The team showed that the structure of this bacterium is sub-divided into multiple compartments that perform various functions and dramatically increase available surfaces. This complexity has enabled the organism to overcome the long-defined limits for bacterial cell size.

What are some other characteristics of Thiomargarita Magnifica?

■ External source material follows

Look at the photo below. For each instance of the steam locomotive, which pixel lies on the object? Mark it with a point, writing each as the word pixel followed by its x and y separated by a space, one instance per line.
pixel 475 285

Like Thiomargarita namibiensis, storage space takes up a lot of the volume of the newly discovered bacterium. Nitrate is stored in a large vacuole that accounts for 75 per cent of the total cell volume in Thiomargarita Magnifica. The large vacuole is likely filled with nitrate, and a thin layer of cytoplasm contains sulphur granules, which are involved in the metabolism process, as reported in the latest study.

The cytoplasmic layer of Thiomargarita Magnifica is only about two to three μm (micrometre, or 1×10⁻⁶ of a meter) in depth, which aids in the diffusion process and the transfer of nutrients and molecules into the cell as well as the export of the waste products out. The sulphur granules are essential for respiration, and the cytoplasm houses a complex network of membranes.

How such a large bacterium stimulates biosynthesis (the process of producing complex molecules within living organisms or cells) remains unknown, as per the authors of the study. The mechanisms that control the import of metabolites and export of waste products, as well as the bacterium’s response to environmental stress, are a mystery as of now.

Finding answers to these questions will require devising methods that will allow Thiomargarita Magnifica to grow in culture. This is something that has been achieved in the past only for a small number of bacterial species due to their elusive growth requirements.

“More philosophical in nature is the question of whether T. Magnifica represents the upper limit of bacterial cell size,” the authors of the study noted. “It seems unlikely, and, as the study of Volland et al. illustrates, bacteria are endlessly adaptable and always surprising - and should never be underestimated.”